His father, S. Leo Ruslander, a well-known Pittsburgh trial attorney during the first half of the 20th century, started the firm in 1920. After his son graduated from Pitt law school and returned from U.S. Navy duty during World War II, the firm was known as Ruslander & Ruslander.
Over the years, such legal luminaries as Jerome Bernard Lieber, Allen Berkman, Robert Engel and Frank J. Pohl joined the firm, which at its peak in the 1980s had about 70 lawyers.
But its lucrative municipal bond practice suffered a major blow in 1988 when a former partner pleaded guilty to a single felony count for failing to notify authorities of criminal activity. The next year, in a marketing effort to distance the firm from the incident, the names of Berkman and Mr. Ruslander, who had retired, were dropped from the name. Mr. Ruslander, however, remained a senior counsel to the firm for several years.
Mr. Ruslander's behind-the-scenes work was critical to the development of the United Jewish Federation's foundation and the Jewish Chronicle, two of Pittsburgh's Jewish community's essential organizations today.
He was an early chairman of the foundation's endowment committee in the late 1960s during a time when there was little community interest in making legacy or planned gifts to it. By about 1974, Mr. Ruslander helped the endowment quadruple to nearly $5 million. Today, the endowment is more than $100 million.
"I think it was some of those seeds that Julian planted that helped us achieve some of the endowment success we've had recently," said Harvey Sloan, chief operating officer and senior vice president of the federation.
In 1962, Mr. Ruslander guided the federation's purchase of the city's struggling Jewish newspapers -- the Jewish Criterion and the American Jewish Outlook -- and the subsequent formation of an independent nonprofit corporation that became known as the Jewish Chronicle.
Mr. Ruslander was known as a reserved man, one whose youth was tempered by the deaths of a brother and a sister, and whose first marriage ended with the death of his wife from cancer at age 34. His second wife also died, and a son, John, died in 1999.
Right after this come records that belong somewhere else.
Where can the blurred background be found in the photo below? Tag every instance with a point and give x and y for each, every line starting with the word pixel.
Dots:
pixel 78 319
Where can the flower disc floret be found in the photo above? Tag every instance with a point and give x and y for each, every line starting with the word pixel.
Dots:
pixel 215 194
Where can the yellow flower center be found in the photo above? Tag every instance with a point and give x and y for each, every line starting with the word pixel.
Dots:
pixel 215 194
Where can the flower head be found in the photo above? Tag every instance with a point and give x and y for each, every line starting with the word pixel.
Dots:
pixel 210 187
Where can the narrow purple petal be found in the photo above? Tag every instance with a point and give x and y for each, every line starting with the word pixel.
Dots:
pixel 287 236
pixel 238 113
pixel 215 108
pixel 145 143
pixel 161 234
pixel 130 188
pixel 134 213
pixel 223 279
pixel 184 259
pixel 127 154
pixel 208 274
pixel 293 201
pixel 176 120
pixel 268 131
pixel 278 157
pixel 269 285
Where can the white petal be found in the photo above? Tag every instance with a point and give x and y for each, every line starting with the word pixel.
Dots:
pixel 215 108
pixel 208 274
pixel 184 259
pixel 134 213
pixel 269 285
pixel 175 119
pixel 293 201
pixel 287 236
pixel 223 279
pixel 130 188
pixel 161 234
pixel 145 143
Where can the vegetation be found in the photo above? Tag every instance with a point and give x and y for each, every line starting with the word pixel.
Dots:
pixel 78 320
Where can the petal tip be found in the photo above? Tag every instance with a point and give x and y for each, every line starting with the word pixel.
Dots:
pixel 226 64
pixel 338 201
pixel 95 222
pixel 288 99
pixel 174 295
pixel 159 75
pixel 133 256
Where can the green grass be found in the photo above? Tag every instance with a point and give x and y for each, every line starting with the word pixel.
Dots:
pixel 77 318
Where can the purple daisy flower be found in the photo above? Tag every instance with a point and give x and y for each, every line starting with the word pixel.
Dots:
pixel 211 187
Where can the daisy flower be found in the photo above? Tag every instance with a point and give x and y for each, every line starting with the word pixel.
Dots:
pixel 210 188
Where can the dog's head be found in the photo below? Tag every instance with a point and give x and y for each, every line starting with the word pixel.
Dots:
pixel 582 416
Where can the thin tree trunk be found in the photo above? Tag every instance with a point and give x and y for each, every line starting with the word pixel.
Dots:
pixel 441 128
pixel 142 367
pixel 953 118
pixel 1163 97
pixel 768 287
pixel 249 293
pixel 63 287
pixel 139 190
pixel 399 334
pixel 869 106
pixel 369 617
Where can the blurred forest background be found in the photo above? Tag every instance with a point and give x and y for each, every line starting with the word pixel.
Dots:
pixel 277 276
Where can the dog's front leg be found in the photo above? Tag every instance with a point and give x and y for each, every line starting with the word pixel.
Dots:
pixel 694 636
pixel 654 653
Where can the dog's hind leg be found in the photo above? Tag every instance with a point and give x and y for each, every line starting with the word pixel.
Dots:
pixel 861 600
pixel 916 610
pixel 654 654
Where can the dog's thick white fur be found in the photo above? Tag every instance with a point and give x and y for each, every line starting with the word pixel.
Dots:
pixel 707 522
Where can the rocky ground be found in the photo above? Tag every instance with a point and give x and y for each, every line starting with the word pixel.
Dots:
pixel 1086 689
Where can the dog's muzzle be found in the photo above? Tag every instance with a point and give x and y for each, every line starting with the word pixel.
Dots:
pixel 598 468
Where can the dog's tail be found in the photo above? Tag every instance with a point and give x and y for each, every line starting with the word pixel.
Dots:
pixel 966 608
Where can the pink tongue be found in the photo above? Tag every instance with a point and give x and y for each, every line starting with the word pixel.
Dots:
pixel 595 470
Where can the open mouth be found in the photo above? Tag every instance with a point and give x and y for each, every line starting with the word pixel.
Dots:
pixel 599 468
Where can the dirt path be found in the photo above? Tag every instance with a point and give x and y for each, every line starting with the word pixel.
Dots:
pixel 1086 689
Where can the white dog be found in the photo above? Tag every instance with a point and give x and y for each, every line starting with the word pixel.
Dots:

In 1989 he married Peggy Hughes and until the couple moved to Florida five years ago he continued indulging three of his loves: golf, poker and travel. By 2000, however, he was unable to play golf, even though the couple lived on a golf course. Mr. Ruslander had to content himself with watching approach shots to the fifth green.
In addition to his wife, he is survived by a son, S. Lee II, of Parkesburg, Chester County; a daughter, Peggy Ruslander-Deery, of Scottsdale, Ariz.; a stepdaughter, Lee Ann Freeman, of Naples, Fla.; eight grandchildren and one great-grandchild.
Visitation is tomorrow from noon to 1 p.m. at Rodef Shalom Congregation, 4905 Fifth Ave., with services following. Burial will be at West View Cemetery.
Contributions can be made to Pittsburgh Vision Services, 300 S. Craig St., Pittsburgh 15213.